06/07/2024
At Great Plains Annual Conference. Watch online live if you can :)
For the last couple of devotionals, I’ve shared some thoughts from Kerry Alys Robinson’s book “Imagining Abundance: Fundraising, Philanthropy, and a Spiritual Call to Service.“ I will continue to do so with this month’s devotional.
Robinson comes from a Catholic background and has worked in fundraising for several Catholic missions and projects. Hence, she has worked with a number of priests and other Catholic clergy. In her experience, she has heard the following statements from faith leaders regarding development work -- or more bluntly, fundraising:
* Clergy feel “ill prepared” to engage in development work.
* Regarding fundraising: it “feels like begging.”
* Development work is associated with anxiety and dread; it’s deemed “a necessary evil.”
* “It’s not their job but the job of the development director or parishioners.”
* Fundraising is “a contradiction to real ministry.”
* According to Robinson, “Development directors often are made to feel outside of the pastoral team.”
* Is asking for money considered a personal favor?
* What if they are rejected? How will they deal with ‘failure’?
* Will the pastor treat wealthy people different? Manipulate them?
* Do any of these statements or questions apply to Methodists? To you?
If we approach money as a gift people are given to steward, perhaps conversations about giving money are less awkward. Money is a gift. Like all gifts, the receiver is a steward of the gift and should do as much good as they can with the gifts with which they’ve been blessed. And like any other gift, people have to be taught how to best utilize their gift and encouraged to share it with others.
Having money is a gift, and we are asked to be fruitful with our gifts. According to Robinson, “Being fruitful means recognizing that all that has been given to us is an expression of God’s love for us.”
Teaching people how to relate to their money as they relate to every other gift -- that is, teaching people how to properly steward their money -- is a high calling. For Robinson, “...the more seriously we live out our faith, the clearer the call to be generous and to live lives that inspire generosity. No one is excused from the responsibility and invitation to be generous and other-centered.”
Reread that last statement: No one is excused from the responsibility and invitation to be generous and other-centered. No one is excused. Generosity is both a responsibility and an invitation. Sharing our money is a key way we become less self-centered and more other-dentered. As Maya Angelou said, “I have found that among its other benefits, giving liberates the soul of the giver.”
When it comes to encouraging people to give, perhaps Mother Theresa said it best: “Never take away the right of another person to be generous.”

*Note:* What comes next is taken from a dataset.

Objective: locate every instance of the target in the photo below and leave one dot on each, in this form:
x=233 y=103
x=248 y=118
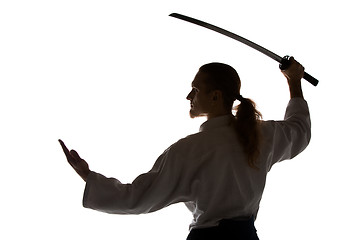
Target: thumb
x=75 y=155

Does that sound like begging? Can encouraging generosity really be deemed a “necessary evil?” Is any ministry or calling “higher” than the one of teaching people how to be good stewards of their gifts? Is it manipulative to ask people blessed with wealth to give of their wealth for the benefit of others? -- Tyler Curtis, chief development officer, Kansas Methodist Foundation
Join us in prayer today for Anny Kapundu and Kelly Karges (Grand Island Trinity), Dan Albers (Harvard-Inland) and Lance Clay (Hastings First).